Senior Experience requires business students to solve real problems

By ANDREA MOSS - Staff Writer | Friday, May 16, 2008 8:16 PM PDT

ESCONDIDO ---- Biggs Harley-Davidson general manager Kirby Keim knew the dealership was pumping lots of money into special events, but he didn't know whether the practice was doing the business any good.

"It costs us a lot of money to put special events on, by the time you hire a band and provide food and all of the things we do at an event," Keim said Friday. "So we, of course, wanted to maximize our investment."

He turned to Cal State San Marcos' Senior Experience program for help. Launched 15 years ago, the program challenges the university's business majors to solve real-world problems that local for-profit and nonprofit organizations are facing.

A team of Cal State San Marcos students recently completed a 10-week marketing analysis for San Marcos-based Biggs, which sells and rents Harley-Davidson motorcycles. The results showed that while the dealership's promotional events were mostly hitting their mark, there were small ways the efforts could be improved.

Keim said the effort was "absolutely" worth the $1,000 fee he paid to the university. Cal State student Charles Seaton, who carried out the Biggs project with several teammates, said they got a significant return of their own.

"Real-world experience ---- that was the real value," Seaton said. "We learned about how much work (a market analysis) is and how to actually do the analysis. And this is definitely something we can list on our resumes."

He and other students who participated in Senior Experience this semester showed off their projects to about 200 business leaders Thursday during a trade show at the California Center for the Arts, Escondido. The efforts included customer analyses, demographic studies, the creation of new marketing plans, and the evaluation of expansion potential.

San Diego Gas & Electric, the El Cajon branch of Borrego Solar, Escondido-based Stone Brewing, Vista-based Dimension One Spas and North County Health Services were among the projects' beneficiaries.

Senior Experience Director Jim Hamerly said the program is unique in the United States because it requires students to spend 500 to 1,000 hours focusing on a sponsor company's problem. That includes negotiating a consulting contract with the firm, studying its background, figuring out how to solve its problem, and preparing a report for the company, he said.

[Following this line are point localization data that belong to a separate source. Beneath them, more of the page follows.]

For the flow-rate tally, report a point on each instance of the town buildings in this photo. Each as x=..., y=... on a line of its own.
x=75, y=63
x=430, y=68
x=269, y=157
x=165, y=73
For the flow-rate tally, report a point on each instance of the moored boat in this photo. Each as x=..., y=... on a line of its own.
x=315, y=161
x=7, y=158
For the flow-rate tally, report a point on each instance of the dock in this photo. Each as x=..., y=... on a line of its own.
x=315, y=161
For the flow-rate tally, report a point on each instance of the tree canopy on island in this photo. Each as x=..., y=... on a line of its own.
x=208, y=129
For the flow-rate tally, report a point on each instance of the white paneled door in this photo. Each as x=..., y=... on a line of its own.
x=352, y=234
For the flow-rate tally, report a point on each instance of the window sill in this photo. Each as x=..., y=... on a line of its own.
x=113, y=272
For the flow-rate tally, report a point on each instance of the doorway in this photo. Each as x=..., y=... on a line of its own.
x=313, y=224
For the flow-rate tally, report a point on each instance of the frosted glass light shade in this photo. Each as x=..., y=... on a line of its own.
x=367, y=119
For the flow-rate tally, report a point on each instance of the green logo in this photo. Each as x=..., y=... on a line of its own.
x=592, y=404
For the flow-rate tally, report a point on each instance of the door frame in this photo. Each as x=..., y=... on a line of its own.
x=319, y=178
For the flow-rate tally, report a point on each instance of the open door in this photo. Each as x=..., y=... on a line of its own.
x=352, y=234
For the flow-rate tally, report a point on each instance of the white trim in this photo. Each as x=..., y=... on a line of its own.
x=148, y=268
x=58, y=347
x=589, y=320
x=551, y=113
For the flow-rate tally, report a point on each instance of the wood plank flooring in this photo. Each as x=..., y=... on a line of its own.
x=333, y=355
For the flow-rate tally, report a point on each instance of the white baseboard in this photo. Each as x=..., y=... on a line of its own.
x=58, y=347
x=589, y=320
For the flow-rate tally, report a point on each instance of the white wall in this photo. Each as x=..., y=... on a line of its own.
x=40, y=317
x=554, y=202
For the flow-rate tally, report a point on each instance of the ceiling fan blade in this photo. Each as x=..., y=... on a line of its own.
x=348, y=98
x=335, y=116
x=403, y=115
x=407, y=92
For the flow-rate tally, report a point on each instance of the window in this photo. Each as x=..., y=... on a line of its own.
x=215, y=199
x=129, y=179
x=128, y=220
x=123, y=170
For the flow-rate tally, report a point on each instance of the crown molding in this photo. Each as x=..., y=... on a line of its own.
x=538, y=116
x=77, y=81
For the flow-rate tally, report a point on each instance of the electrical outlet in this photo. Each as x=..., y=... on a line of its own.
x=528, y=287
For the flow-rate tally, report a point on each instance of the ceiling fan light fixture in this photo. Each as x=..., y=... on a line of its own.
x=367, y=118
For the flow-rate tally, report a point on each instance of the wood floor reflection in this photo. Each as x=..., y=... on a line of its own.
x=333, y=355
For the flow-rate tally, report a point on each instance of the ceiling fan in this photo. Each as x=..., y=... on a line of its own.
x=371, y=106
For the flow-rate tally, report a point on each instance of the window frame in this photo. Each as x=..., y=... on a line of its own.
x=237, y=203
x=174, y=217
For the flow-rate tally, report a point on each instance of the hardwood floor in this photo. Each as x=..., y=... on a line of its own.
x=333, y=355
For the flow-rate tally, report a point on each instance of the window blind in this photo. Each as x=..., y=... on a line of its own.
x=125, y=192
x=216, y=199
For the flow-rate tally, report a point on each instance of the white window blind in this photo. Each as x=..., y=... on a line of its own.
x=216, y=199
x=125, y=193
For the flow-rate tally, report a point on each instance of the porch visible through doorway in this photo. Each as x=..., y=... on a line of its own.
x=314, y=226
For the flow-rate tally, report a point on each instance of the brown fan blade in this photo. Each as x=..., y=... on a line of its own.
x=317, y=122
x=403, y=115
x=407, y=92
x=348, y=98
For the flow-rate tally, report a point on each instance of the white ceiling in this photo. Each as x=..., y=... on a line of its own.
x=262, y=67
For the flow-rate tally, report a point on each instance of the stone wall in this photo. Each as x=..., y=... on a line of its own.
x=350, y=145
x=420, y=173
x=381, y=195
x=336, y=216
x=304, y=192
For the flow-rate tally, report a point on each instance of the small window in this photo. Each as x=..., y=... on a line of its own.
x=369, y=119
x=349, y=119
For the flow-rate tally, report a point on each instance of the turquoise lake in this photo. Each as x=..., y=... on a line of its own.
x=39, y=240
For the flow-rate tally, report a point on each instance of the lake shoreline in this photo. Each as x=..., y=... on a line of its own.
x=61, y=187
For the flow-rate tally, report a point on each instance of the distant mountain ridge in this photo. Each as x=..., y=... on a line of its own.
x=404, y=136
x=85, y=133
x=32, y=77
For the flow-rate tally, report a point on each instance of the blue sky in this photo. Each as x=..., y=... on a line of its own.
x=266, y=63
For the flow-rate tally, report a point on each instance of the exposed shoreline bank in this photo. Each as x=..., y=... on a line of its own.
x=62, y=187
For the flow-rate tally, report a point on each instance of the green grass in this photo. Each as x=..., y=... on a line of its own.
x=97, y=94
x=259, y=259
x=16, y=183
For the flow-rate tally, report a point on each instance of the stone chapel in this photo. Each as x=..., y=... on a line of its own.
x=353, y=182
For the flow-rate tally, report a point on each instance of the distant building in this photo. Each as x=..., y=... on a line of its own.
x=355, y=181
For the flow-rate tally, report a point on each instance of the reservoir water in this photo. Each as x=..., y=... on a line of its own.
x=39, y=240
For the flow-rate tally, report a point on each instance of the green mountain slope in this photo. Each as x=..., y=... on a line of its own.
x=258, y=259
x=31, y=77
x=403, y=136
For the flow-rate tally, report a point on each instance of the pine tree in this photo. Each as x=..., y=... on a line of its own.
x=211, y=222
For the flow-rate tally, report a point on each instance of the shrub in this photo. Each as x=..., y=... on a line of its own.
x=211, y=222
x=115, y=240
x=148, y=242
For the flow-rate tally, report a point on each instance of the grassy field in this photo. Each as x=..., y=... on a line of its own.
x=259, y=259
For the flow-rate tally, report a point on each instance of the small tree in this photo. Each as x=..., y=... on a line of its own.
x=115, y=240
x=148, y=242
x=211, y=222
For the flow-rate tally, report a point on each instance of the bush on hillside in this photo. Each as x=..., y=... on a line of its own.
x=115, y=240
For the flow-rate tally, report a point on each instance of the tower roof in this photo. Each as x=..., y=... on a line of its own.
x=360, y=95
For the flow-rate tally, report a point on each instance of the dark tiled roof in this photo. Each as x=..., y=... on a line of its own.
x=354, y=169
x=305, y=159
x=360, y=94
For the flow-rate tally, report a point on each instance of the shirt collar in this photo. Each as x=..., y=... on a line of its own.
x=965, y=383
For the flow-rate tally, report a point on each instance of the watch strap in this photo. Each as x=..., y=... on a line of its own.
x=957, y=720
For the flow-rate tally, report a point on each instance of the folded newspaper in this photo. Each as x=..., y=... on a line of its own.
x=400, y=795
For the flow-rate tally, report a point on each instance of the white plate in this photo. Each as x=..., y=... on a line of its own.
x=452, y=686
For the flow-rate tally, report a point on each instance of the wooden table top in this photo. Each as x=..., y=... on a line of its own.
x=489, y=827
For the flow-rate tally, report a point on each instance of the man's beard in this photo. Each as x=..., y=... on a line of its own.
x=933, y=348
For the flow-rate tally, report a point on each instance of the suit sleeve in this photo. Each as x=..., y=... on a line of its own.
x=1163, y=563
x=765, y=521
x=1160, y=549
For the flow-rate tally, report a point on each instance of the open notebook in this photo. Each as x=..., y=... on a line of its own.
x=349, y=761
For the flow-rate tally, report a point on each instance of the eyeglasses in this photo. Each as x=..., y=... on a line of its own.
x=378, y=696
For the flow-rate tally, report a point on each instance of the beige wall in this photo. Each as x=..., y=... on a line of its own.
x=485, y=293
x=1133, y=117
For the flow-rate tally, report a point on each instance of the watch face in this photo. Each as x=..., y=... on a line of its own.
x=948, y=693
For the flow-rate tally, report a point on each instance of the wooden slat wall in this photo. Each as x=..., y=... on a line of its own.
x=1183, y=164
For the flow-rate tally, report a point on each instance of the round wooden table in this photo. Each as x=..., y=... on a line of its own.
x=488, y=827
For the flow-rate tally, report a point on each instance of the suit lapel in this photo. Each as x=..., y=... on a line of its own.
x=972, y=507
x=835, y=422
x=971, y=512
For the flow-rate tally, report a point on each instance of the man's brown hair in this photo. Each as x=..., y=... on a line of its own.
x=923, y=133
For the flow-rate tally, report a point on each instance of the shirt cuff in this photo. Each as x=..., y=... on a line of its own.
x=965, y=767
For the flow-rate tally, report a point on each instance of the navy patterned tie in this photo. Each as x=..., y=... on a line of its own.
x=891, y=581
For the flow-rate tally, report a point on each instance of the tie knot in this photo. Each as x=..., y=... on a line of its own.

Students are graded on the results, their summary presentations and the business value of their findings, Hamerly said. Senior Experience just saw its 1,000th project completed, he said.

"And we had one team that actually set a record this year," Hamerly said. "They generated $4.2 million in new business for their company."

Jorge Corona was part of a four-person Senior Experience team that created a marketing plan for Escondido-based Autopark Collision, whose owner wanted to attract more customers. The team designed a "glove box kit" that includes a $250 discount coupon for Autopark Collision and persuaded Heller Ford in Escondido to put the kits in every car the dealership sells, said Corona.

The business also now displays the auto body shop's posters, he said.

"It was lots and lots of hours of trying to figure out who his (potential) customers were," he said about the body shop's owner. "But the plan we came up with is working really well for him."

Borrego Solar hired another Senior Experience team to create a database that cross-references every affordable-housing development in the country with government-offered incentives for the installation of solar electric systems.

Christine Yoho, who worked on that project, said students were warned by professors that their projects might be stressful: Among the biggest challenges would be learning to deal with vastly different personalities, strengths and weaknesses.

"We were very open and honest with each other," said Yoho, explaining how her team avoided that potential hurdle. "And we said right from the beginning, 'If we're not happy with the way you're doing something, we're going to tell you, and we'll sit down and talk about it.'"

Her teammate, Lana Barnhart, said that besides gaining experience that will be "extremely valuable" when she looks for future jobs, she learned what she is capable of through the program.